New York based Stone Ridge Asset Management, which specialises in investments in insurance-linked securities (ILS) such as catastrophe bonds, investments in sidecars and quota shares, has grown its reinsurance-linked assets to over $1.3 billion in just over one year.
Stone Ridge which was launched in 2012 by former Magnatar Capital co-head of portfolio management Ross Stevens, recently reported its performance for its first two reinsurance-linked ILS funds, the Stone Ridge Reinsurance Risk Premium Fund and the Stone Ridge High Yield Reinsurance Risk Premium Fund.
Stone Ridge reports the performance of these two reinsurance funds, for the period since their launch in February 2013 to the end of October 2013, as being 4.53% and 4.48% for the Class I and M shares of the Stone Ridge Reinsurance Risk Premium Fund and 5.58% and 5.43% for the Class I and M shares of the higher risk strategy Stone Ridge High Yield Reinsurance Risk Premium Fund.
For the Stone Ridge Reinsurance Risk Premium Fund the total assets under management are reported as $510,850,692 at October 31st. The split of investments for this fund is 82% invested in catastrophe bonds (event-linked securities as Stone Ridge terms them), 16% invested in quota shares with just under 2% in cash at the time of reporting.

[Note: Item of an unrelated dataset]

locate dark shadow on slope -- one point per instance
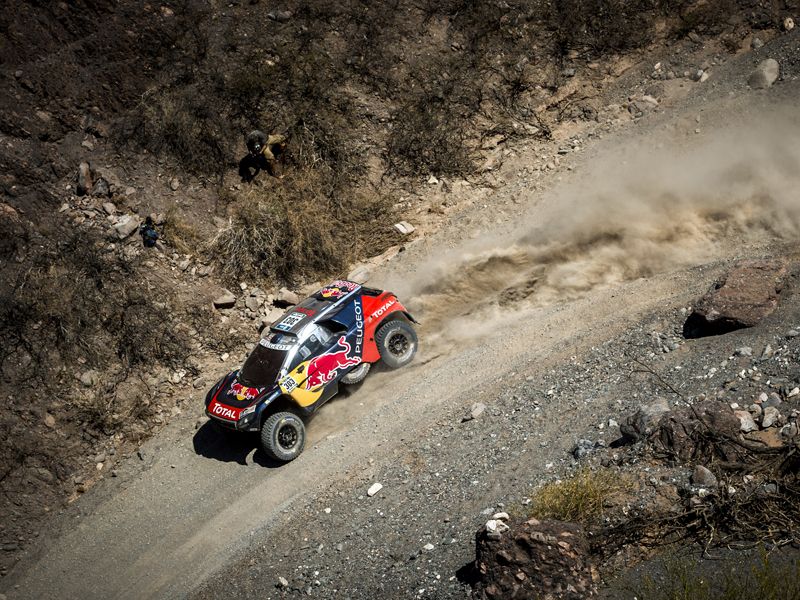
(696, 326)
(212, 441)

The Stone Ridge High Yield Reinsurance Risk Premium Fund had total assets under management of $207,228,720 at October 31st. It’s investment portfolio is similarly split, 83% invested in catastrophe bonds and 16% invested in quota shares, with the rest held in cash.
Between these two funds Stone Ridge holds approximately $718.08m of ILS and reinsurance-linked assets. Add in the investment managers new interval fund, the Stone Ridge Reinsurance Risk Premium Interval Fund, for which it capped its initial asset raise at $600m and which launched in early December and it takes Stone Ridge Asset Management ILS and reinsurance-linked assets under management to over $1.3 billion.
This is impressive growth for a start-up asset manager which was launched in late 2012 and only began operating its first reinsurance-linked funds in February 2013. Stone Ridge has an interesting strategy as a manager of mutual funds and by sourcing its investors through strong links with investment advisors and this seems to have given it access to a large pool of capital very quickly. Perhaps helping it to access capital which is not available to most other ILS managers and funds.
CEO Ross Stevens put the firms success, in a letter to its investors, down to its willingness to focus on sectors like reinsurance and its desire not to be distracted by trying to take on too many new opportunities. More specifically, on its reinsurance-linked investment strategies, Stevens acknowledged in the investor letter that the quiet catastrophe loss year has helped Stone Ridge in 2013.
“We got lucky. In our portfolio, there were no hurricanes. There were no earthquakes. There were no equity market crashes. That collective calmness drove the unusually strong risk-adjusted performance of our Reinsurance and Variance Risk Premium funds since launch,” Stevens explains in the letter.
However Stevens rightly points out in the letter that investors cannot expect to be loss free in every year, as is the nature with this type of investment, writing; “In future years, there will be tragic, terrible natural disasters and financial market shocks. The risk premiums we access will not deliver positive returns every year.”
The interval fund, which is structured to allow Stone Ridge to offer a reinsurance-linked investment strategy that invests in more illiquid investments, such as collateralized reinsurance contracts with less transferability, while still offering investors access to regular liquidity opportunities, has only recently launched.
The interval fund had an initial asset cap of $600m but can grow to $1.1 billion if the demand is there, so we could see Stone Ridge’s reinsurance-linked assets under management increase even further over 2014.